Clara (pointing to the Umpires): "Who are the two men in billycock hats and white coats?"

Matilda: "Oh, don't you know? Those are the headmasters of Eton and Harrow!"

Towards the athletic woman Punch was, on the whole, more benevolent. In 1883 he pays graceful homage to a woman with the engaging name of Jessie Ace who had saved a man from drowning. In the same year young ladies are gently chaffed for beginning to affect a knowledge of the technicalities of pastime and sport. But if Punch is to be believed, it was still sketchy. Rugby and Association football are mixed up with cricket, and the two charming girls at the Eton and Harrow match at Lord's mistake the two umpires for the two headmasters. The slightly more serious view taken in 1884, when several cricket matches were played by women, is noted elsewhere. Fencing and boxing for women, under male instructors, French and British, are depicted by Du Maurier as "the last new fad" in 1886. The former, at any rate, came to stay and deserved to.

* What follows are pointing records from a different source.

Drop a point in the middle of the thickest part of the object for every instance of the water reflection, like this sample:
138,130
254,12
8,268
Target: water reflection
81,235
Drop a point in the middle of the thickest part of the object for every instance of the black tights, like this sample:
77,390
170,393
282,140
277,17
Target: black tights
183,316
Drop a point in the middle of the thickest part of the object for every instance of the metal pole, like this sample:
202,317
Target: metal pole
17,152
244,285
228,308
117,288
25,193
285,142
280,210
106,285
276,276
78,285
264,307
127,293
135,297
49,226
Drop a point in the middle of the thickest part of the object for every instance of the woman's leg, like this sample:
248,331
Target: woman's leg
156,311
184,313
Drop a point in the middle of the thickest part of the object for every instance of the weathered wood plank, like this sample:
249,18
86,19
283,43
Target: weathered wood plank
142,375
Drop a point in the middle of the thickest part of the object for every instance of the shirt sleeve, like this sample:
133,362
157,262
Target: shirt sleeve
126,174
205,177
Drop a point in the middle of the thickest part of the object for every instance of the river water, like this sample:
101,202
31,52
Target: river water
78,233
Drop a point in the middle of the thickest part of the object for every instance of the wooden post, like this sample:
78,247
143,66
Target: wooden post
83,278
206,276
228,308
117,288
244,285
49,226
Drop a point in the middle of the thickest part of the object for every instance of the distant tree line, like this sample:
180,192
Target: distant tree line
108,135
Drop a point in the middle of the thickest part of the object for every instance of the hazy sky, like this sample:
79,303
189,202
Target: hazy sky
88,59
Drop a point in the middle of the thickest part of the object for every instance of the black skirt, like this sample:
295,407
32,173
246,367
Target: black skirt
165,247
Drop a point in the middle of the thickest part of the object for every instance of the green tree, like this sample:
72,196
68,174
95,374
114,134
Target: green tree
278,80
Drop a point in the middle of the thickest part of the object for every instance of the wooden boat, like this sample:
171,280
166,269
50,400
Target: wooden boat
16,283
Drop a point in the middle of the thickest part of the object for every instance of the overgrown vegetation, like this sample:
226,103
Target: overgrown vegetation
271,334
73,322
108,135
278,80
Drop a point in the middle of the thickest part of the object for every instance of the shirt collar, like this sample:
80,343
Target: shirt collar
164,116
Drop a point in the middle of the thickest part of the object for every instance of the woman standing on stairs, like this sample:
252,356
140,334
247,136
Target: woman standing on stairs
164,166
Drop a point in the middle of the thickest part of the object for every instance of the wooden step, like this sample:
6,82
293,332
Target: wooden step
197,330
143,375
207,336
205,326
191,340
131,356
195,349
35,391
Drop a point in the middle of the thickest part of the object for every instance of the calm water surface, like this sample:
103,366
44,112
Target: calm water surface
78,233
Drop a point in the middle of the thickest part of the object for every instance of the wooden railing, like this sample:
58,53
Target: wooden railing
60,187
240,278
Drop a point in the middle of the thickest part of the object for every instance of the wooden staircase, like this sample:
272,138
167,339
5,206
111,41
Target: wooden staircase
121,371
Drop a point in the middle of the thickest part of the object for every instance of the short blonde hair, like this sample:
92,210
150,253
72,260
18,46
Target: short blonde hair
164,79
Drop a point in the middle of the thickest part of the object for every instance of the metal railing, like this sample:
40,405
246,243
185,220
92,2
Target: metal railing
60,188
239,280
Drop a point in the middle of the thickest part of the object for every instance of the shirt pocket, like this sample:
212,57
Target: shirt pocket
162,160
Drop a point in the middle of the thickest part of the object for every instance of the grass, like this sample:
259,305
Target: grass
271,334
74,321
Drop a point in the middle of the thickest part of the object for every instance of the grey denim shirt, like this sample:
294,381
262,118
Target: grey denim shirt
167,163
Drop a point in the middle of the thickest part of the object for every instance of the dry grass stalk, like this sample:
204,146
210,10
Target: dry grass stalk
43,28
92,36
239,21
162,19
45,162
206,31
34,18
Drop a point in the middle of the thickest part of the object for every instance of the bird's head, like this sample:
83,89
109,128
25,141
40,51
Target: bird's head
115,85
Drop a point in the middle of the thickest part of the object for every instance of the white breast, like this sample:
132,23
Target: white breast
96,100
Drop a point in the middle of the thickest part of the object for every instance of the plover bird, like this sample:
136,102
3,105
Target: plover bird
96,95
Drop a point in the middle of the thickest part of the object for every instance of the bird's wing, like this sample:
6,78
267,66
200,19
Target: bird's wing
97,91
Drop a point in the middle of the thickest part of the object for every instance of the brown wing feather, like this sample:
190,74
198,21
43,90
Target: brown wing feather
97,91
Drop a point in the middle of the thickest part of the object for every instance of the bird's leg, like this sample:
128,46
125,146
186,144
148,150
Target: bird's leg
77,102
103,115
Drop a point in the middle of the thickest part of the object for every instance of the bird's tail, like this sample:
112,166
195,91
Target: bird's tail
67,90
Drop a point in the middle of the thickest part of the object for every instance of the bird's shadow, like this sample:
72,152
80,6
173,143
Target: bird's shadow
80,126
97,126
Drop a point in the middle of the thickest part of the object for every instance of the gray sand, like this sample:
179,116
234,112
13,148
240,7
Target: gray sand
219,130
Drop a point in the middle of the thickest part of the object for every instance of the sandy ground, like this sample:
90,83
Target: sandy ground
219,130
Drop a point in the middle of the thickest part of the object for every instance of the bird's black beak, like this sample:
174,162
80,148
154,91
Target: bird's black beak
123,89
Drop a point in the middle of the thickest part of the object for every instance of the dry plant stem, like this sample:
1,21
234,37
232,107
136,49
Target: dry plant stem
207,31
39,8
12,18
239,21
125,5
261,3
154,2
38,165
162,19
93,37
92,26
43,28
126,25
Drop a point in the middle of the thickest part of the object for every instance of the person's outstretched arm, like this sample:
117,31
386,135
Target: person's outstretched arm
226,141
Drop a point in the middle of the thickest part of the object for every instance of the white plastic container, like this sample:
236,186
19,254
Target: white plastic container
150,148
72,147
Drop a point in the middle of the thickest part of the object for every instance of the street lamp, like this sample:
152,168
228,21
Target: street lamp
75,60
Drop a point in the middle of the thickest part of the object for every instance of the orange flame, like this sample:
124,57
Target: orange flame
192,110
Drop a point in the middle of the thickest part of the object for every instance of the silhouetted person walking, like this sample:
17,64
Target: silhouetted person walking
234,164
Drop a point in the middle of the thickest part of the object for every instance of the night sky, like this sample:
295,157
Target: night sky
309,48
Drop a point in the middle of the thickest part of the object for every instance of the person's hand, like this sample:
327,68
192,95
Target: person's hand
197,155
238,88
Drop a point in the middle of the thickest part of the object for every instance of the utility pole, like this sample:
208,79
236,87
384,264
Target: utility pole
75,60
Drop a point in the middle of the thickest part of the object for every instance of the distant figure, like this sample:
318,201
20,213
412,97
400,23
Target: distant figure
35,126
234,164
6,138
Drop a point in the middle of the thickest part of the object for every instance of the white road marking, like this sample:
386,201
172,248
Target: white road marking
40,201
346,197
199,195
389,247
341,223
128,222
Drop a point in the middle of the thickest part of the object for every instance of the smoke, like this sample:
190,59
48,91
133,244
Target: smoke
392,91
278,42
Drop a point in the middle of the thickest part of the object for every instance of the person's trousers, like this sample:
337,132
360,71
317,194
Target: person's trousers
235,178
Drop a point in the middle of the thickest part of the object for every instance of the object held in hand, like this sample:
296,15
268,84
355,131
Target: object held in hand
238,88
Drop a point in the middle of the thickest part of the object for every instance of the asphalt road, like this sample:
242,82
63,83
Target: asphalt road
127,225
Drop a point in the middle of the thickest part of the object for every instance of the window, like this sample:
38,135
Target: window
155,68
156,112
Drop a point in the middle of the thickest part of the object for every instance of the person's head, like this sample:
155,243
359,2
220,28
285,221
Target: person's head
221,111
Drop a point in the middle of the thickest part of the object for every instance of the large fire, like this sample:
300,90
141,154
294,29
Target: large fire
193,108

Ladies had long figured in lawn tennis tournaments, but in his "Caution to Championesses" in 1887, Punch displayed some misgiving as to the development of this competition. Nor did he approve of the novelty of women riding astride in 1890, begging them to do anything but that, and rewriting the old nursery rhyme for these new Amazons:—

Ride a cock-horse,

To Banbury Cross

To see a young lady

A-straddle o' course!

The Almanack for the same year gives four types of model middle-class wives. The French keeps her husband's accounts; the German is the Hausfrau and cook; the American is an intellectual; the English plays lawn tennis. The "Manly Maiden" (No. XXII in Punch's "Modern Types") described in December, 1890, is less closely observed and far less interesting than Punch's "Model Fast Lady" of forty years earlier. The sketch is a rather cruel caricature of the persevering but inefficient sportswoman who is always in the way, and is destined to "develop from a would-be hard-riding maiden into a genuinely hard-featured old maid." In agreeable contrast to this acid study is Punch's homage to the exploits of a Guernsey rifle-woman, Miss Leale, at Bisley in 1891, and his welcome to Mrs. Sheldon, the American traveller, on her return from her travels in Africa, in which he suggests that in time to come Stanley may be known as "the male Mrs. Sheldon." The exaggeration may be ironical, but the irony is so well veiled as to be almost imperceptible. In the years that were to come the achievements of Mary Kingsley and Gertrude Bell were beyond the reach of the most subtle disparagement.